Querying Data

Faros provides a flexible GraphQL API to query data across all connected sources. GraphQL is one of the standard query languages. To learn more about it please visit the GraphQL website.

Trying out GraphQL

Each type of data is represented by a model and relationships to other models. For example, consider this GraphQL query for VCS Pull Requests:

query {
  vcs_PullRequest {
    author {
      email
    }
    commits {
      commit {
        sha
      }
    }
  }
}

This query returns all your pull requests, as well as information about the PR authors and related commits. This is the power of Farosโ€™ GraphQL API: you can accomplish with a single query, what would ordinarily require multiple API calls (with potentially multiple credentials) to multiple remote APIs.

To browse available models and the relationships among them, use a GraphiQL browser like the one embedded in the Faros app under Inspect -> GraphQL.

Querying data across sources

In addition to querying data from within a source, the Faros GraphQL API also enables querying data from across sources. For instance, if you've connected up both your CI/CD systems and source control systems to Faros, you can query all the builds associated with your 10 most recent commits with the following query:

query CommitsAndBuilds {
  vcs_Commit {
    sha
    message
    repository {
      name
      createdAt
    }
    buildAssociations {
      build {
        startedAt
        endedAt
        statusCategory
        statusDetail
      }
    }
  }
}

Here the commits may come from a source control system such as GitHub and the builds from a CI/CD system such as Jenkins. But you can retrieve information from across both these systems with a single query: Faros automatically resolves the joins.

Filtering your data

Faros uses Hasura as its GraphQL backend. As such, you can use all the power of Hasura query filtering to explore your data. As example, consider how we filter by adding a where directive to previous example:

query FilteredCommitsAndBuilds {
  vcs_Commit(where: {message:{_like: "%GHA%"}}) {
    sha
    message
    repository {
      name
      createdAt
    }
    buildAssociations {
      build {
        startedAt
        endedAt
        statusCategory
        statusDetail
      }
    }
  }
}

Pagination

By default, all query results are limited to a maximum of 1000 records. If you need access to more than 1000 records, you'll have to paginate your queries.

Pagination is a common technique used in systems that work with a lot of data. In essence, it's a way to retrieve data in chunks or "pages" rather than all at once.

There are several different ways to construct a paginated query. The technique that Faros recommends for our GraphQL database is called Keyset Pagination, where we paginate records based on the primary id.

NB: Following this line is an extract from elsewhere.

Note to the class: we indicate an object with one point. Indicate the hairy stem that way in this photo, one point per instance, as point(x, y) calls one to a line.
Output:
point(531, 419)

For an example consider this simple, unpaginated query on TMS Task:

query {
  tms_Task {
    uid
  }
}

In order to paginate, we add limit, order_by and where directives to the query. We also add the id field to the selection set.

query {
  tms_Task(
    limit: 10
    order_by: { id: asc }
    where: { id: { _gt: "" } }
  ) {
    id
    uid
  }
}

For our first page, we specify an empty string ("") for the id in the where directive. We specify limit: 10 to indicate we want pages of up to 10 values. Note: limit value can be as large as 1000.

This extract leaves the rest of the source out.